Conversely, healthcare companies have tended to select Hong Kong for their IPOs, where demand for high quality healthcare stocks is stronger because of the smaller universe of healthcare companies compared to onshore markets. Hong Kong has become a popular listing venue for biotech companies.

Implications on Hong Kong from ‘re-shoring’

While the imposition of Hong Kong’s National Security Law cast doubts on the viability of Hong Kong as a global financial centre, Hong Kong continues to receive capital inflows and its stock markets have been buoyant. The Hong Kong Exchange ranks second behind the NASDAQ in terms of total IPO capital raised in 2020, with Shanghai and Shenzhen among the top five. PwC predicts that capital raising will total approximately US$$54-59bn in 2021, which could return Hong Kong to its former position as the global leader in IPOs.5

The ‘re-shoring’ or re-listing of Chinese companies previously only listed in the US but now also listed in Hong Kong is impactful. These new economy stocks are shifting the market’s composition, from being dominated by financials, real estate, conglomerates (and previously energy and telecom) companies to one where ‘newer’ economy companies such as those within healthcare, technology and consumer-focused sectors make up more than half the total market capitalisation. These highly traded stocks account for an increasingly larger proportion of market turnover, compared with Hong Kong’s ‘old’ economy shares that are typically held for longer for their provision of dividends and income. The make-up of Hong Kong’s market, now largely represented by technology, consumer-facing businesses and service industries is reflective of China’s progression from a fledging, industrialising economy some 30 years ago to the more developed and maturing economy that it is today.
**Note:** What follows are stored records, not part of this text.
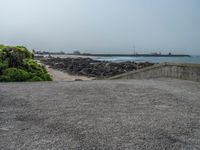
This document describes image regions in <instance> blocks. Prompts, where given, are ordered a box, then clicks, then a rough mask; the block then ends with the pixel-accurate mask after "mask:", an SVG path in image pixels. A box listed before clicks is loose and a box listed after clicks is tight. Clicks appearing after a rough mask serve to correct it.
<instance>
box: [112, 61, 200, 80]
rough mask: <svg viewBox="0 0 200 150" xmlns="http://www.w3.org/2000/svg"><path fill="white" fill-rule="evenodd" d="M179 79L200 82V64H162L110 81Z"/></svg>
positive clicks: (121, 75) (120, 76)
mask: <svg viewBox="0 0 200 150" xmlns="http://www.w3.org/2000/svg"><path fill="white" fill-rule="evenodd" d="M160 77H167V78H177V79H184V80H191V81H198V82H200V64H175V63H162V64H157V65H154V66H151V67H147V68H144V69H140V70H137V71H132V72H128V73H125V74H121V75H117V76H114V77H112V78H110V79H150V78H160Z"/></svg>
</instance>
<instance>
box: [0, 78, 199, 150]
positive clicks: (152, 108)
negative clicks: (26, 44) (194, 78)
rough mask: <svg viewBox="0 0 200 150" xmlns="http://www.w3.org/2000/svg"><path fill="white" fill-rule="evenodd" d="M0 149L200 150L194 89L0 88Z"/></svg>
mask: <svg viewBox="0 0 200 150" xmlns="http://www.w3.org/2000/svg"><path fill="white" fill-rule="evenodd" d="M0 149H2V150H7V149H17V150H18V149H20V150H29V149H34V150H39V149H41V150H44V149H55V150H57V149H80V150H82V149H83V150H90V149H95V150H98V149H115V150H117V149H142V150H143V149H144V150H151V149H153V150H154V149H155V150H160V149H168V150H179V149H181V150H182V149H183V150H184V149H185V150H186V149H187V150H188V149H192V150H195V149H200V83H197V82H191V81H184V80H176V79H155V80H124V81H123V80H115V81H82V82H81V81H79V82H43V83H39V82H38V83H0Z"/></svg>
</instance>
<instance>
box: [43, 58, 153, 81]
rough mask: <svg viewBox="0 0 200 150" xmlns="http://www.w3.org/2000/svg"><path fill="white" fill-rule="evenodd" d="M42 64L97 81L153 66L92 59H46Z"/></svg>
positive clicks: (69, 58)
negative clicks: (122, 73)
mask: <svg viewBox="0 0 200 150" xmlns="http://www.w3.org/2000/svg"><path fill="white" fill-rule="evenodd" d="M41 62H42V63H43V64H45V65H48V66H50V67H51V68H53V69H59V70H63V71H66V72H67V73H69V74H72V75H84V76H88V77H95V78H97V79H103V78H109V77H112V76H115V75H118V74H122V73H126V72H129V71H133V70H137V69H141V68H144V67H148V66H151V65H153V64H152V63H149V62H144V63H136V62H130V61H127V62H120V63H114V62H110V61H97V60H93V59H91V58H53V57H50V58H45V59H41Z"/></svg>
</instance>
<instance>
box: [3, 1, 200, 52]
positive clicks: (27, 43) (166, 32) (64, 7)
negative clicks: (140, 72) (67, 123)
mask: <svg viewBox="0 0 200 150" xmlns="http://www.w3.org/2000/svg"><path fill="white" fill-rule="evenodd" d="M0 6H1V8H0V44H5V45H25V46H27V47H28V48H29V49H36V50H45V51H65V52H73V51H74V50H80V51H81V52H90V53H133V49H134V45H135V49H136V51H137V52H138V53H150V52H159V51H160V52H162V53H168V52H169V51H171V52H172V53H187V54H200V0H1V1H0Z"/></svg>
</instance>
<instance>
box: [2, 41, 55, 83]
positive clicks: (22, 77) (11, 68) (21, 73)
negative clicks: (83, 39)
mask: <svg viewBox="0 0 200 150" xmlns="http://www.w3.org/2000/svg"><path fill="white" fill-rule="evenodd" d="M51 80H52V79H51V77H50V75H49V74H48V72H47V70H46V69H45V67H44V66H42V65H40V64H38V63H37V62H36V61H35V60H33V54H32V53H31V52H29V51H28V49H27V48H26V47H24V46H4V45H0V82H9V81H10V82H22V81H51Z"/></svg>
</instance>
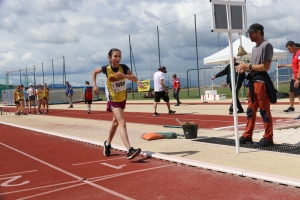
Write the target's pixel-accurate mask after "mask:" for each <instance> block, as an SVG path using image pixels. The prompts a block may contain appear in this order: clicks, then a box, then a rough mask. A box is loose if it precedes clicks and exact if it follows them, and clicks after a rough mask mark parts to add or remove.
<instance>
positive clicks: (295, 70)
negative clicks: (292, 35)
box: [277, 41, 300, 119]
mask: <svg viewBox="0 0 300 200" xmlns="http://www.w3.org/2000/svg"><path fill="white" fill-rule="evenodd" d="M299 47H300V44H299V43H295V42H293V41H288V42H287V43H286V48H287V50H288V51H289V52H290V53H292V54H293V58H292V64H281V65H278V66H277V67H278V68H283V67H290V68H292V71H293V78H292V79H291V81H290V90H289V99H290V106H289V107H288V109H286V110H283V112H285V113H289V112H294V111H295V108H294V102H295V96H298V95H300V92H299V87H298V88H295V87H294V85H295V80H296V79H297V76H298V71H299V66H300V65H299V60H300V57H299V55H300V50H299ZM299 117H300V116H299ZM299 117H298V118H299ZM299 119H300V118H299Z"/></svg>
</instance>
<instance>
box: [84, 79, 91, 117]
mask: <svg viewBox="0 0 300 200" xmlns="http://www.w3.org/2000/svg"><path fill="white" fill-rule="evenodd" d="M81 100H82V101H83V100H84V102H85V104H86V107H87V109H88V114H90V113H91V104H92V101H93V87H92V86H90V83H89V82H88V81H85V87H84V88H83V94H82V98H81Z"/></svg>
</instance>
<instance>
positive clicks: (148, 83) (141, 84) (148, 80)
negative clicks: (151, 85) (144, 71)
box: [137, 79, 150, 92]
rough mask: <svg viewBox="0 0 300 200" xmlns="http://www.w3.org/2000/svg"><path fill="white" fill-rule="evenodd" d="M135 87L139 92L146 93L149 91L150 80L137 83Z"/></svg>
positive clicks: (141, 81) (149, 79)
mask: <svg viewBox="0 0 300 200" xmlns="http://www.w3.org/2000/svg"><path fill="white" fill-rule="evenodd" d="M137 85H138V91H139V92H148V91H149V90H150V79H147V80H144V81H138V82H137Z"/></svg>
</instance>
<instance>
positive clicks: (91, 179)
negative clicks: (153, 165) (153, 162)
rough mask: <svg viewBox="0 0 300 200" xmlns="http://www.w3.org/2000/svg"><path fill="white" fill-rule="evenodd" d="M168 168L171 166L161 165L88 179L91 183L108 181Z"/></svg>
mask: <svg viewBox="0 0 300 200" xmlns="http://www.w3.org/2000/svg"><path fill="white" fill-rule="evenodd" d="M169 166H172V165H163V166H158V167H151V168H147V169H140V170H135V171H131V172H121V173H117V174H111V175H105V176H100V177H95V178H90V179H89V180H90V181H92V182H96V181H102V180H106V179H110V178H115V177H120V176H125V175H129V174H135V173H139V172H145V171H149V170H154V169H160V168H164V167H169Z"/></svg>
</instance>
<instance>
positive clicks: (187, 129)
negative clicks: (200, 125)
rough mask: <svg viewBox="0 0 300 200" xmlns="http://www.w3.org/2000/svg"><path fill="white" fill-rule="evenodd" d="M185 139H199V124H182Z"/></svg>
mask: <svg viewBox="0 0 300 200" xmlns="http://www.w3.org/2000/svg"><path fill="white" fill-rule="evenodd" d="M182 128H183V133H184V137H185V139H193V138H197V133H198V124H194V123H188V122H187V123H184V124H182Z"/></svg>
1 Source: Morgan Stanley as at 8 February 2021.

2 Source: Wind Data Service, as at February 2021, China onshore total equity financing.

3,5 Source: PwC Press Room, 4 January 2021: A-share IPO fundraising is expected to reach a new high in 2021.

4 Source: Morgan Stanley, 2 February 2021, HK Exchange: Reaching Blue Sky scenario.



IPO: in an initial public offering, shares in a private company are offered to the public to purchase for the first time.

China domestic/onshore markets: refers to the Shanghai and Shenzhen stock markets in mainland China. Conversely offshore markets refer to stock markets outside of mainland China where Chinese stocks are listed eg. the US exchanges and Hong Kong.

Household financial assets: assets such as saving deposits, investments in equity, shares and bonds that form an important part of overall wealth of households.

National Security Law: Article 23 of Hong Kong’s Basic Law provides that Hong Kong Special Administrative Region will “enact laws on its own” for the region’s security and to prevent political bodies outside the region from “conducting political activities in the region” or otherwise interfering with Hong Kong’s independent security.